En el año 1.992 se aprobó la primera reforma de la PAC con la excusa de que teníamos excedentes de cereales, leche, carnes, mantequilla. Esta primera reforma fue muy radical y discutida, comenzaron a recortar para producir, nacieron las cuotas lácteas y, lo más grave, imponer el barbecho de un 15% de los cultivos de los 15 estados miembros y, los de ahora 27, hemos dejado de sembrar 500.000 ha de cereales y leguminosas. Lo que no sabíamos los ciudadanos de Europa era que se haa negociado con los Estados Unidos los acuerdos agrícolas de comercio Gatt. Consistía en reducir nuestras producciones, exportaciones y aumentar las importaciones; mientras tanto Europa exportaría acero y coches, e importaría carnes, cereales, leguminosas, frutas, etc.

Este marzo de 2022 hace 65 años del tratado de Roma, ahora con el miedo de una crisis de seguridad alimentaria. ¿Qué hemos aprendido? Pues los políticos poco, Europa corrió a hacer un libre comercio OMC, ¿de qué ha servido? Pues para deslocalizar empresas hacia Asia y los países del Este. Pero Europa no se pensaba en ninguna pandemia, con el cambio climático y, mucho menos se pensaba en una guerra. ¿Dónde está la seguridad alimentaria de los ciudadanos de Europa y el justo nivel de vida de los agricultores?
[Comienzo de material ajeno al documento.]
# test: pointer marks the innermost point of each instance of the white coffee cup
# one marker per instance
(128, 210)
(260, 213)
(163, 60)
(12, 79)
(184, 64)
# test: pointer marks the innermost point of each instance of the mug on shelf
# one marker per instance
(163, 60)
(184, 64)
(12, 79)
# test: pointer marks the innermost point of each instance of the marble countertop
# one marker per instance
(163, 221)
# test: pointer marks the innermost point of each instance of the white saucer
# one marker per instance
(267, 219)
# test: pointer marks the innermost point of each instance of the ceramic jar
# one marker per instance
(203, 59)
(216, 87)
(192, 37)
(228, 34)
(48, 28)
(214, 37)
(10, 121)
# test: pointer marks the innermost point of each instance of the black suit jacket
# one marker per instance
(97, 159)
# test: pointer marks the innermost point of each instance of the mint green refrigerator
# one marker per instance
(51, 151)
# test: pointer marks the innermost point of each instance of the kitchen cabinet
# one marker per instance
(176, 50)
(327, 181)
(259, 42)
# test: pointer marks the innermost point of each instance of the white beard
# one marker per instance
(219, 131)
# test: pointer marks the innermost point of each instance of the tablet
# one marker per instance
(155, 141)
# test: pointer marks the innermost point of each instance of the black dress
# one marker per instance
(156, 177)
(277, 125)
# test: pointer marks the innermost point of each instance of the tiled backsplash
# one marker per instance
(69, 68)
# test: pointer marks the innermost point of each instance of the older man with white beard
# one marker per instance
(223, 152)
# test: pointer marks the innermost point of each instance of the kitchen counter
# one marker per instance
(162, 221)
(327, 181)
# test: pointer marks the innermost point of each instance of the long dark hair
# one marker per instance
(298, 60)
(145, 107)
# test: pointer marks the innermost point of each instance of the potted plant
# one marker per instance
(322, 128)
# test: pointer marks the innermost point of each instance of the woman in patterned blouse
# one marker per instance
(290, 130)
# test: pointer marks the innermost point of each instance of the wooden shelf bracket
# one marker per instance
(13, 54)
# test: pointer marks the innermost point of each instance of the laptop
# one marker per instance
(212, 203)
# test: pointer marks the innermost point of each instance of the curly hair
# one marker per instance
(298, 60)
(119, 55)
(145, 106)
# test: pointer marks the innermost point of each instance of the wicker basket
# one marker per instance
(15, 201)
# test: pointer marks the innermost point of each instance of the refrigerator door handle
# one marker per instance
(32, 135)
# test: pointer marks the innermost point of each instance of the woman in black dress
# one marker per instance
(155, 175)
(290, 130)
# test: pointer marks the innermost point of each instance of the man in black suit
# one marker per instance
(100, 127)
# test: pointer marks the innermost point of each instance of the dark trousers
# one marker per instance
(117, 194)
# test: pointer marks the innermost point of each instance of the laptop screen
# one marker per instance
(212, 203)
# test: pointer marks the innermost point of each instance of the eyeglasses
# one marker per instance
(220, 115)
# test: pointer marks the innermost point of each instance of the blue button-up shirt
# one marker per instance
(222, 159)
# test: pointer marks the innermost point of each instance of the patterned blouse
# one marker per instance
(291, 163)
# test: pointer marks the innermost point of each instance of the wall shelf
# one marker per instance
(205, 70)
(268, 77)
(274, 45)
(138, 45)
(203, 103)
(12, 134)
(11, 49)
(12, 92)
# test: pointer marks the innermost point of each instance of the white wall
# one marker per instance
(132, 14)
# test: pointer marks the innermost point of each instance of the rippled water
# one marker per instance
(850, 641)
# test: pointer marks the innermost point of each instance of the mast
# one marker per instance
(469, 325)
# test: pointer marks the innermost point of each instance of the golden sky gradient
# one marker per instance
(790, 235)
Hoy después de 60 años de PAC (política agraria común), hemos perdido ser el granero de Roma. Ahora el 50 % de lo que necesitamos viene de Ucrania y Rusia, de los cereales se hace harina, pan y piensos; es el alimento básico de personas y animales. Mientras agricultores y ganaderos cada día ven que no pueden vivir de unos bajos precios de lo que vendemos y unos costes altísimos que no se pueden suportar: piensos, gasoil, electricidad y sequías que harán perder las cosechas de este año.

Ahora la presidencia de la Unión Europea es Francia, bienvenida, por fin algunos que piensan, han hecho de urgencia un consejo europeo de agricultura para aprobar sacar el barbecho de estas 500.000 ha. Es tarde, pero es una buena medida de futuro, también se ha aprobado reforzar la soberanía alimentaria; han visto les orejas del lobo. Estos meses, por todo el Estado han salido a protestar a les ciudades y carreteras cientos de hombres y mujeres el campo y el próximo 20 de marzo Cataluña y todas las autonomías iremos a Madrid para decir basta de este maltrato a los sectores agrícolas y ganaderos.

Todos los sectores con precios de 30 años atrás, la leche está a las ultimas, las verduras, vinos, naranjas, limones, carnes. Todo caro al supermercado, mientras las administraciones ponen millones de euros para que el lobo y el oso estén tranquilos.

Puede que algunos políticos han de comenzar a aplicar una ley vinculante que no se cumple, la de la cadena alimentaria para encontrar un equilibrio para ofrecer garantías tanto a los productores como a los consumidores. Europa ha de garantizar la seguridad alimentaria a la ciudadanía y un precio justo a los agricultores.

8 de marzo somos mujeres, soy mujer.